Is the Google Nexus One really a ground breaking ‘superphone’, the term used by the company itself? Or merely an Android version of the HTC HD2 (complete with gigahertz processor), slimmed down and made to look like an iPhone?

The fact is, it doesn’t really matter, because the pros and cons of the gadget itself were not the point of Google’s launch into the handset market yesterday. If we’re looking for Google to shift the goalposts in devices, we’ll wait for the (allegedly) imminent ‘Chrome Tablet’ or ‘cloudbook’, which might help establish new design norms. The Nexus One certainly doesn’t do that, nor does it advance the Android software experience significantly, except by introducing the 2.1 OS upgrade.

The device is important because it is another tactic to promote Google’s desired model for the mobile world – open access, a new role for the carrier, and an ‘open’ experience rigorously monitored by Google.

In the first two respects, the Nexus One fits in a long line of Google attempts to break the old cellco model, including its partially successful lobbying for open access provisions in the US 700MHz spectrum.

The Nexus may be a revamped HTC handset, but it comes with new channels and pricing, and a sales strategy that puts Google, not the carrier, in the driving seat. While most vendors offer unlocked phones online, but rely for the vast bulk of their sales from operator channels, Google is relegating the carriers to the dreaded bitpipe role, and putting its own brand and retail outlet center stage.

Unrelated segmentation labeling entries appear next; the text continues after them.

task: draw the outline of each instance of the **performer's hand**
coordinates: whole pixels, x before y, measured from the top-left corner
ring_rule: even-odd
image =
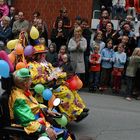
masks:
[[[53,112],[53,111],[51,111],[51,110],[47,110],[47,113],[49,114],[49,115],[51,115],[51,116],[56,116],[56,115],[61,115],[60,113],[57,113],[57,112]]]
[[[48,136],[51,140],[56,140],[57,134],[52,128],[47,128],[46,133],[48,134]]]

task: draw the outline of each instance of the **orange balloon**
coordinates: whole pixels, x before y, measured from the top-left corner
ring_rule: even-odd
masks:
[[[11,63],[14,63],[15,62],[15,54],[13,52],[11,52],[10,54],[8,54],[8,58],[10,60]]]
[[[53,108],[53,101],[55,100],[55,96],[54,95],[52,95],[52,98],[48,101],[48,107],[49,108]]]
[[[24,53],[24,49],[23,49],[23,47],[22,47],[21,44],[18,44],[18,45],[16,46],[15,52],[16,52],[17,55],[21,55],[21,54]]]
[[[25,65],[25,63],[23,63],[23,62],[18,62],[18,63],[16,64],[16,70],[19,70],[19,69],[21,69],[21,68],[26,68],[26,65]]]

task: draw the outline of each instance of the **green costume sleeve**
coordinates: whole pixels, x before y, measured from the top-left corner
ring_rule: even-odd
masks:
[[[17,99],[15,101],[13,112],[15,121],[24,127],[26,127],[31,121],[35,120],[35,116],[32,113],[31,108],[23,99]]]

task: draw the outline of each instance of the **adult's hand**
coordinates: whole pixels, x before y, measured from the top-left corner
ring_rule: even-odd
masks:
[[[48,136],[51,140],[56,140],[57,134],[52,128],[47,128],[46,133],[48,134]]]

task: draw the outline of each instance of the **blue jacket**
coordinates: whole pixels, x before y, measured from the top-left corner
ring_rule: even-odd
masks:
[[[113,67],[115,68],[124,68],[124,65],[126,63],[126,53],[122,52],[115,52],[113,55]]]

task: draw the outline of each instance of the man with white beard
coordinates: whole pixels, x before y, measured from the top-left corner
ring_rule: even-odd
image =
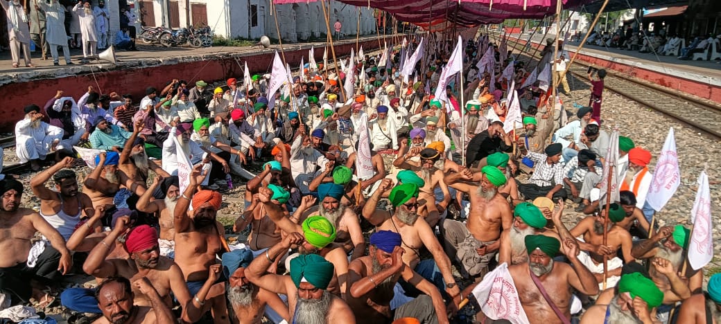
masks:
[[[348,304],[356,320],[389,323],[403,318],[421,323],[447,323],[446,304],[438,288],[403,263],[400,234],[379,230],[371,235],[369,255],[350,263]],[[392,310],[394,287],[399,280],[412,282],[425,294]]]
[[[498,264],[518,264],[528,261],[526,251],[528,235],[544,235],[559,238],[552,230],[545,230],[547,220],[541,210],[527,202],[516,205],[513,210],[513,225],[500,233],[500,248],[498,249]]]
[[[354,324],[355,317],[342,299],[327,289],[333,278],[333,264],[317,254],[300,255],[291,260],[290,276],[267,272],[276,258],[292,246],[303,244],[297,232],[285,238],[253,260],[245,269],[245,276],[256,286],[275,294],[288,296],[291,323],[304,324]]]
[[[223,253],[223,274],[228,278],[227,295],[233,312],[230,315],[239,324],[260,324],[266,306],[275,310],[286,322],[291,320],[288,306],[278,297],[250,282],[245,269],[253,261],[253,253],[247,248]]]
[[[30,162],[33,171],[40,170],[39,160],[56,150],[63,138],[63,129],[40,120],[45,117],[35,104],[23,109],[25,117],[15,124],[16,154],[21,163]]]
[[[596,305],[586,310],[581,324],[651,324],[652,317],[661,305],[663,293],[640,272],[624,274],[619,281],[618,293],[608,305]],[[682,308],[683,309],[683,308]],[[703,309],[703,307],[701,307]],[[691,323],[683,320],[678,323]],[[703,323],[706,323],[705,321]]]
[[[156,192],[165,197],[155,199],[154,193]],[[158,224],[160,225],[160,235],[158,238],[160,255],[170,258],[174,258],[175,254],[173,213],[175,212],[175,204],[180,197],[180,184],[177,176],[167,178],[158,176],[136,203],[136,208],[138,211],[157,215]]]
[[[95,56],[97,55],[97,32],[95,31],[95,15],[90,9],[90,1],[85,0],[78,1],[73,8],[73,12],[78,14],[80,20],[80,35],[83,42],[83,57]]]

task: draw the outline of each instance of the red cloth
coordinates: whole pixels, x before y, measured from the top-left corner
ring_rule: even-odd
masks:
[[[218,210],[221,208],[222,202],[223,197],[220,192],[213,190],[200,190],[193,196],[193,209],[197,210],[207,202],[211,204],[211,206],[216,210]]]
[[[158,233],[146,225],[138,226],[131,230],[125,245],[129,253],[148,250],[158,245]]]

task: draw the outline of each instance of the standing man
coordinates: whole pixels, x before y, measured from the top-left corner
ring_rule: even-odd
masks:
[[[30,63],[30,27],[27,25],[27,15],[19,0],[0,0],[0,6],[5,9],[7,21],[7,35],[10,38],[10,54],[12,67],[20,63],[20,48],[25,60],[25,66],[35,68]]]
[[[44,1],[37,1],[37,4],[45,12],[45,39],[50,44],[50,53],[53,55],[53,65],[58,66],[58,46],[63,47],[63,56],[65,57],[65,64],[73,65],[70,61],[70,49],[68,48],[68,35],[65,32],[65,7],[58,2],[58,0],[50,0],[50,4]],[[43,55],[43,57],[46,56]]]

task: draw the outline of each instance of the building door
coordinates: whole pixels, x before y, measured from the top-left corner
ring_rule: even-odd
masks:
[[[178,1],[170,1],[170,28],[180,28],[180,9]]]
[[[143,26],[153,27],[155,24],[155,11],[153,9],[153,1],[140,1],[140,21]]]
[[[205,4],[190,4],[190,12],[193,13],[193,26],[208,26],[208,9]]]

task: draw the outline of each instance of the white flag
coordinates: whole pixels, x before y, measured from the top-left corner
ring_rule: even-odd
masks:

Via its new web portal, it will offer the phone unlocked for $530, or with carrier plans (for around $180), but either way, the purchase of hardware and service will be done using a Google Checkout account. T-Mobile USA and Verizon will be first in the US, Vodafone in much of Europe, with these carriers’ plans available in ‘spring 2010’ alongside Nexus. The cellco will merely provide the connection, losing out almost entirely on branding and customer relationship, and bringing handset purchase close to the PC model.